Voormalig Iraakse rechter veroordeeld tot gevangenisstraf vanwege het laten uitvaardige van valse arrestatiebevelen

Gerechtshof Den Haag 18 december 2019, ECLI:NL:GHDHA:2019:3326

Op 2 juni 2010 heeft het tribunaal arrestatiebevelen uitgevaardigd tegen broer van aangever en aangever.

Later dat jaar in december volgden onderhandelingen namens aangever, in de persoon van zijn door hem gemachtigde broer van aangever, en de verdachte. Hierbij waren onder meer als getuigen aanwezig betrokkene 1, parlementslid, en betrokkene 2, de gouverneur van plaats 1. De onderhandelingen vonden plaats in de woning van betrokkene 2, welke was gelegen in de zogenoemde Green Zone in Bagdad.

De uitkomst van deze onderhandelingen werd op 22 december 2010 vastgelegd in een overeenkomst. In de overeenkomst werd onder meer afgesproken dat aangever een vergoeding van 25 miljoen dinar moest betalen vanwege de op internet geplaatste afbeelding van dochter van verdachte, de dochter van de verdachte en tevens de toenmalige vrouw van aangever. Op deze foto stond dochter van verdachte zonder sluier. Ook vermeldde de overeenkomst dat de gedingen die in Irak waren aangespannen tegen broer van aangever zouden worden afgesloten door de verdachte.

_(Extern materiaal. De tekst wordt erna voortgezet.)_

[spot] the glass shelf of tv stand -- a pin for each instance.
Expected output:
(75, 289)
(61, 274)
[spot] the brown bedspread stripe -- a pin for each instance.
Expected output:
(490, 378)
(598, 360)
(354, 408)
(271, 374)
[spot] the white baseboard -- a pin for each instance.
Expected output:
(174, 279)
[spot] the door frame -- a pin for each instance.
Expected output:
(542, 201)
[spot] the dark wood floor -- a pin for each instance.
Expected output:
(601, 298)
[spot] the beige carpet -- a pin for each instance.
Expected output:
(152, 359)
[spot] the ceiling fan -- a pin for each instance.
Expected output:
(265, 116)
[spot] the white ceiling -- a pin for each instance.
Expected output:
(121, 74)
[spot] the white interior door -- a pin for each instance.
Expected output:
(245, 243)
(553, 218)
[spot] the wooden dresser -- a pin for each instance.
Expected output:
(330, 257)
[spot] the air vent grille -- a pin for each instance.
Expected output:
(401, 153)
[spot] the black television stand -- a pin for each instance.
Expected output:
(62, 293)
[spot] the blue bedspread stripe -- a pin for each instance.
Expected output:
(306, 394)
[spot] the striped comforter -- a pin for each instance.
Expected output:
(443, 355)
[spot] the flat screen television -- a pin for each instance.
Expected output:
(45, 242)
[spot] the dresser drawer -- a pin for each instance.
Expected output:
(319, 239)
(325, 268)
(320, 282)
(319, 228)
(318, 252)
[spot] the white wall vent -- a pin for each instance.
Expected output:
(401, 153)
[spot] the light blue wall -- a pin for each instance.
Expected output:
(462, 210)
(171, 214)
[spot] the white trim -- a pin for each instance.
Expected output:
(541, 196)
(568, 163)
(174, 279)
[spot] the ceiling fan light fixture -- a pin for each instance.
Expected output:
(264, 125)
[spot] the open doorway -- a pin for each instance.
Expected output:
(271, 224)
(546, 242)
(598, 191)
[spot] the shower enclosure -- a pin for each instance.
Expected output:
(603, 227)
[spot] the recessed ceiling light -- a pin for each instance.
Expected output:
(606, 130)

Vijf dagen na het sluiten van deze overeenkomst, op 27 december 2010, werd het arrestatiebevel tegen broer van aangever ingetrokken. Nadat aangever weigerde de overeengekomen vergoeding van 25 miljoen dinar te betalen, volgde op 2 januari 2011 de bekendmaking van opnieuw de Irakese arrestatiebevelen tegen aangever en broer van aangever. Op 6 april 2011 werd een internationaal aanhoudingsbevel tegen aangever uitgevaardigd.

Op het moment van uitvaardiging van het internationale bevel op 6 april 2011 waren er geen onderliggende stukken aanwezig bij Interpol Lyon, het Ministerie van Veiligheid en Justitie in Den Haag, de Afdeling Internationale Rechtshulp in Strafzaken (AIRS) of het Korps Landelijke Politiediensten (KLPD).

Desgevraagd door de Nederlandse politie heeft betrokkene 3, in de bewezenverklaarde periode Chief Investigative Judge van het tribunaal, over het tegen aangever uitgevaardigde internationale arrestatiebevel verklaard dat er een groot onderliggend dossier is dat opgevraagd kan worden.

Namens het Openbaar Ministerie is in het kader van de onderhavige strafzaak getracht de aan het arrestatiebevel tegen aangever ten grondslag liggende stukken te verkrijgen. Verschillende pogingen hiertoe zijn ondernomen bij het Algemeen Secretariaat van Interpol in Lyon en het National Central Bureau in Bagdad. Ondanks herhaalde pogingen daartoe zijn geen stukken ontvangen.

De raadsheer-commissaris is nagegaan in hoeverre rechtshulp met Irak mogelijk is. Navraag is gedaan bij het Internationaal Rechtshulp Centrum (IRC), AIRS en de rechter-commissaris Wet Internationale Misdrijven-zaken. De bevindingen van de raadsheer-commissaris houden in dat de kans van slagen van een rechtshulpverzoek aan Irak zeer gering is.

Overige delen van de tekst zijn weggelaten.